Cheung Ngan Wu, a marketing consultant a popular local Chinese commentator, said the community was surprised, but not very much. 

“When President Varela recalled our ambassador from Taiwan almost two months ago, and the Taiwanese recalled their envoy from Panama, and they weren’t replaced, we became a bit suspicious,” Ngan Wu said.

For some, the announcement was very personal.   Biomedical engineer Juan Pablo You’s great-grandfather came from China a century ago to help build the Panama Canal. “He never left,” You said.  “It’s a very profound feeling for me and my family, knowing that Panama has had a relationship with China for more than 160 years, and that now that relationship is becoming more official and stable.”

An estimated 300,000 Chinese Mainlanders and their descendants now live in Panama. They represent a significant chunk of the population in a country of just four million people.  Indeed, the Chinese community here has permeated nearly every part of Panamanian society. Some fund big projects, while others run small shops that are known locally as “el Chino,” or “the Chinese.”

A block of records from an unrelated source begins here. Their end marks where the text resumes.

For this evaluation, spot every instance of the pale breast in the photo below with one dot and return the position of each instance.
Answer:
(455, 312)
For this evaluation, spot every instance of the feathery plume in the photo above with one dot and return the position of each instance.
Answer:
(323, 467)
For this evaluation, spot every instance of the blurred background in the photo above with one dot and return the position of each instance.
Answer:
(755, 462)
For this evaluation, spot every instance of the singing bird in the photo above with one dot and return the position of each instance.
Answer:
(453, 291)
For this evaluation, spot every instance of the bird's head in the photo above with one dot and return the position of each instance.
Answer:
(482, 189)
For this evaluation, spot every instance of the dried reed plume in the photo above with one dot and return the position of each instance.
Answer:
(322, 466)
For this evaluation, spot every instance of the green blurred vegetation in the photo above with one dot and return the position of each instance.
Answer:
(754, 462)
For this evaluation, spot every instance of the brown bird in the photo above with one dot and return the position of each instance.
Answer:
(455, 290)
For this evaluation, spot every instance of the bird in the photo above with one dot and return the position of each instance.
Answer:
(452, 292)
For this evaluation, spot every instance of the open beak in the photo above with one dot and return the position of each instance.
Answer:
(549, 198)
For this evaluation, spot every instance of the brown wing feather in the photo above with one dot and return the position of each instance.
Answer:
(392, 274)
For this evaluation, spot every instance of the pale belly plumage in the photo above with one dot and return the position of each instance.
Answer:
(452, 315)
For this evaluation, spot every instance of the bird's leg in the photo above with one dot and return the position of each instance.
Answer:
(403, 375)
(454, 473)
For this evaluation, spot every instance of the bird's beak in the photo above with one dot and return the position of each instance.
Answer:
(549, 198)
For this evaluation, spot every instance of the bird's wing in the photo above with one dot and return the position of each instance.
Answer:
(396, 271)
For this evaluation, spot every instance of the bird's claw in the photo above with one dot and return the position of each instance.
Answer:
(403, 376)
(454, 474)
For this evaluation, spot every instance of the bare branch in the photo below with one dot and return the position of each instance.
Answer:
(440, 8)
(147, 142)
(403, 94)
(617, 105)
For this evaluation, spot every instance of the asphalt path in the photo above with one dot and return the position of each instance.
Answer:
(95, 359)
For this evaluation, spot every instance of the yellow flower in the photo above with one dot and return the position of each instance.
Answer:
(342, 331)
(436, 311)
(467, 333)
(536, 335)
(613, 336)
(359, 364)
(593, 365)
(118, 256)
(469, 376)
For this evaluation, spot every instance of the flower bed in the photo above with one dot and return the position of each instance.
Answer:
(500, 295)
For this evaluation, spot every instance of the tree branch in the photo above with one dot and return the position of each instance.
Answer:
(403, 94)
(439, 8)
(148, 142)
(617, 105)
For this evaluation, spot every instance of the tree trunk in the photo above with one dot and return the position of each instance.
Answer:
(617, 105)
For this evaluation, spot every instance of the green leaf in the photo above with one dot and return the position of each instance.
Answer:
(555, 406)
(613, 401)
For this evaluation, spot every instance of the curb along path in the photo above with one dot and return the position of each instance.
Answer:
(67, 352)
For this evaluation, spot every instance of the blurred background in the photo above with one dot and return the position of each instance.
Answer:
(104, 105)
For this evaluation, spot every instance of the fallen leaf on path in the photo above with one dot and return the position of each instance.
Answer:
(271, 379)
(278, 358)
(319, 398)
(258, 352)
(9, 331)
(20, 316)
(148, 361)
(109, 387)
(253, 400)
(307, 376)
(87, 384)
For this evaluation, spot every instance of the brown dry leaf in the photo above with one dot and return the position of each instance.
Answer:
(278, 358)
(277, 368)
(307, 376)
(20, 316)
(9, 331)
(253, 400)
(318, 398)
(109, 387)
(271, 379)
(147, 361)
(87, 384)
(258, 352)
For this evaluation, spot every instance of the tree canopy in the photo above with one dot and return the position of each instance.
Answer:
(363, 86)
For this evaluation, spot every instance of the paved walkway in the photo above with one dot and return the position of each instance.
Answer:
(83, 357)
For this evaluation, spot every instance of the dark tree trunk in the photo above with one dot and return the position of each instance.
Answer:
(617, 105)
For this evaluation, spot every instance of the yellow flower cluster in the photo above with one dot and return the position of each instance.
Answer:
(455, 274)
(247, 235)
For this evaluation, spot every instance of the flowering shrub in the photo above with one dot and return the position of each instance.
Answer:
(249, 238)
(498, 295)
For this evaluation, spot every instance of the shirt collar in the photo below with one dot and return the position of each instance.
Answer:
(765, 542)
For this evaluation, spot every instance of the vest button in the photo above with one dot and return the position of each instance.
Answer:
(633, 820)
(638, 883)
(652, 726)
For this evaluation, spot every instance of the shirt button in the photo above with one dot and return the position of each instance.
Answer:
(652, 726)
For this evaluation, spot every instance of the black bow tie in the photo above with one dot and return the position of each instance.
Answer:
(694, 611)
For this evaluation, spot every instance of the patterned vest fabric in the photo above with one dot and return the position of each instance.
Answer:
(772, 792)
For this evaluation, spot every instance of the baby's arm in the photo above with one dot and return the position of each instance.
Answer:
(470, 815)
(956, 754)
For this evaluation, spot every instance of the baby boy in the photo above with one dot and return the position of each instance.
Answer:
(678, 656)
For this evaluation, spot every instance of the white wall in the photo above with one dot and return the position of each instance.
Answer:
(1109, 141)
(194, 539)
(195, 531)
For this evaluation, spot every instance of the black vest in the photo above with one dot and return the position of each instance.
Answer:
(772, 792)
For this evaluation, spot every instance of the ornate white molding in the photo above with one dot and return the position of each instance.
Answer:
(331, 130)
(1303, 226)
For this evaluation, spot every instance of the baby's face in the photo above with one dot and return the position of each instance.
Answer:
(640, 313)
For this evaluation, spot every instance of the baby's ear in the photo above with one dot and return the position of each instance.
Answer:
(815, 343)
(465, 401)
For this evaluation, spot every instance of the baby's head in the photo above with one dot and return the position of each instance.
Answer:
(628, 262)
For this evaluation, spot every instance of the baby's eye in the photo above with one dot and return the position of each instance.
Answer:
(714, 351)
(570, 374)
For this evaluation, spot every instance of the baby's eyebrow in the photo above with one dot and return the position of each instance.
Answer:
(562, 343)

Carlos Siu’s family sells imported Asian products at Casa Juan Siu, named after his grandfather. The shop, in one of Panama City’s two Chinatowns, has shelves that include items imported from Taiwan.  “We have a free trade agreement with Taiwan, “ Siu says. “We don’t know if it’s going to be affected in anyway, or, commercially, what’s going to happen.”

Nearby, in one of the capital city’s high-rises, Taiwan’s mission now sits closed. Its flag no longer flies outside.  It’s also been removed from a Taiwanese-supported school , one of the capital’s biggest and best. School officials declined our request for an interview, but we are told they are disappointed. 

But for the most part, most here say: this is a time for celebration.  A time for looking ahead, not back.